= Archaeological expeditions to Nubia =

An expedition of three, including Professor J.H. Breasted, occurred in November 1905. Later Chicago University expeditions occurred in the seasons 1962–63 and 1963–64; excavations between Abu Simbel and the Sudan border. The Coxe expeditions occurred in 1907–10 under the direction of D.R.McIver and L.Wooley. A later joint expedition with the Peabody Museum of Natural History sought to protect artefacts from rising water level's as a result of the building of the Aswan Low Dam.

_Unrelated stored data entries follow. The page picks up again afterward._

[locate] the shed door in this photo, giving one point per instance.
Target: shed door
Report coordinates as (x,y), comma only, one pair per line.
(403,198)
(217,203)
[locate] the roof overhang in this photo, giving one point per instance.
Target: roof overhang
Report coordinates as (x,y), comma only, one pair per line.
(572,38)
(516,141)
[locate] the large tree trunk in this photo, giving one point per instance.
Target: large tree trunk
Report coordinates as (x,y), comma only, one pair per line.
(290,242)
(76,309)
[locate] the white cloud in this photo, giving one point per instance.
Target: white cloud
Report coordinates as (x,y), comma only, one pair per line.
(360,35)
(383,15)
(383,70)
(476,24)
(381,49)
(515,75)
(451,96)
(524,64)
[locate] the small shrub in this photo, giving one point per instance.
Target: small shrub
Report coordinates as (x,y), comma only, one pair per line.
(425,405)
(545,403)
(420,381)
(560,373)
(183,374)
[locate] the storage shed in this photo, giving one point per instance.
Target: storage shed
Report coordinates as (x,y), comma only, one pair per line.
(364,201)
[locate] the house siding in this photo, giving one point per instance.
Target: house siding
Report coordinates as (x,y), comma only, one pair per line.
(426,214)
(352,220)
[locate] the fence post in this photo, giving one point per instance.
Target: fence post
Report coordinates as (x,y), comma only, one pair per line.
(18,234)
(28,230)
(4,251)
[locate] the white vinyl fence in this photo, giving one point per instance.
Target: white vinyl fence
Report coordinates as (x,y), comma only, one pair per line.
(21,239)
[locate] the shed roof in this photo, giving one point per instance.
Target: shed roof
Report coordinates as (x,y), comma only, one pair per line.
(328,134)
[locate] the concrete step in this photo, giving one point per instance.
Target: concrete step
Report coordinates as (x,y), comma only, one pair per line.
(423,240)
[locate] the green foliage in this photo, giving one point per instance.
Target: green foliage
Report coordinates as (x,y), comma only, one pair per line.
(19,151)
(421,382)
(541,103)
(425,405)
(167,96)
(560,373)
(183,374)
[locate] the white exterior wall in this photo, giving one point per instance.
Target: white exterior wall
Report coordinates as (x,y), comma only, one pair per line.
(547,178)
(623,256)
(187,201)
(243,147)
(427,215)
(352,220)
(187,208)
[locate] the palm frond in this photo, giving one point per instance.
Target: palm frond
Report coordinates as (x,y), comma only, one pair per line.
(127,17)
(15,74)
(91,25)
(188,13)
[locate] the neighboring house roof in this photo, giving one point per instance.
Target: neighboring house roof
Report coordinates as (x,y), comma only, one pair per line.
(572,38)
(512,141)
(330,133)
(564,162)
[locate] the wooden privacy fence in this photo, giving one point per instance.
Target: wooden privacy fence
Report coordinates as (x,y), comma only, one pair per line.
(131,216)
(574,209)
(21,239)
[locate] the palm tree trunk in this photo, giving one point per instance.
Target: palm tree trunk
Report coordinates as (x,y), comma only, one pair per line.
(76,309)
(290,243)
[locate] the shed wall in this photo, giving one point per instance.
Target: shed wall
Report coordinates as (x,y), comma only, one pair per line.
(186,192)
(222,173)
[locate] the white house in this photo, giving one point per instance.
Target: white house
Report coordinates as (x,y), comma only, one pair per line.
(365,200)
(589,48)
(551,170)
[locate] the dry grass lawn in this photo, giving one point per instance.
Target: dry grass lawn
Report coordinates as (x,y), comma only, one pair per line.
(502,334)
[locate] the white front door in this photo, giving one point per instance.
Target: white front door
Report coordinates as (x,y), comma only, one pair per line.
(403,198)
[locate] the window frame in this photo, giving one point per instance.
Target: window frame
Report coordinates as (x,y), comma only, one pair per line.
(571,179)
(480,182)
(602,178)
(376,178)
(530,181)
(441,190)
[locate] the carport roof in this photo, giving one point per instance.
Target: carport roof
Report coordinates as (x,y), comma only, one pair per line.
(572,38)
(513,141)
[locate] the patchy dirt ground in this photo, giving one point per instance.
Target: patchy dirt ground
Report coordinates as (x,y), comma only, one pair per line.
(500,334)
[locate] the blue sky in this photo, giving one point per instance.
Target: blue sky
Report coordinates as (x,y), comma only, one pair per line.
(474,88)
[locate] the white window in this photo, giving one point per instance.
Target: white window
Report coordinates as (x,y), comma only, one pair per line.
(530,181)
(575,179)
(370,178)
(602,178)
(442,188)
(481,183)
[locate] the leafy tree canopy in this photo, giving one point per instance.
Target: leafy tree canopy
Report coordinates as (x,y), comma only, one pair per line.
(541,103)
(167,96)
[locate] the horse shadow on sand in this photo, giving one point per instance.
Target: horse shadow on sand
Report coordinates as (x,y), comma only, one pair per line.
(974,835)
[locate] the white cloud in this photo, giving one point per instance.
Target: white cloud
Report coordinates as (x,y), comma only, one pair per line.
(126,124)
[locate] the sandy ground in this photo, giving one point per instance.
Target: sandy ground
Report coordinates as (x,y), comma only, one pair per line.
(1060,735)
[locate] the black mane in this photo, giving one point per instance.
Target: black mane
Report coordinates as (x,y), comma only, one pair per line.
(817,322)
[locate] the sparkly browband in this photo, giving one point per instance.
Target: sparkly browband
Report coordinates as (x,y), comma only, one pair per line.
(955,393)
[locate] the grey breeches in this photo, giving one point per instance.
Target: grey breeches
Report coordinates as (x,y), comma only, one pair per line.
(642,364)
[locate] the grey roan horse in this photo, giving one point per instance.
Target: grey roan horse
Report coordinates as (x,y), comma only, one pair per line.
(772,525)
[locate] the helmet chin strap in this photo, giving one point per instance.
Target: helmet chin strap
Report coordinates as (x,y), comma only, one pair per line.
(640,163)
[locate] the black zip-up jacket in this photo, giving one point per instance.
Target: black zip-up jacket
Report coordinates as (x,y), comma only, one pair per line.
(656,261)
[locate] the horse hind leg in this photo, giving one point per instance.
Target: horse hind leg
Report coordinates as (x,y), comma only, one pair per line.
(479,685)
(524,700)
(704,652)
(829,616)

Colorado University expeditions occurred during 1963–64.
Site 6-B-36 located in the proximity of Wadi Halfa is identified as a cemetery complex. The site activity ranged from 2 to 5 kilometres North of the wadi. The university excavated cemeteries of Meroitic, X-Group, and Christian (Armelegos 1968). Site 24-V-13 located at Argin village is documented as containing objects of ceramic industry. Michigan University studied the people of the villages of Abu Simbel and Ballana from 1966–1986 onward. The Tombos expedition led by Stuart Tyson Smith (UCSB) occurred during 2000.

==Analysis==
George Armelegos (Massachusetts University) analysed dental and skeletal pathology from the Colorado expeditions.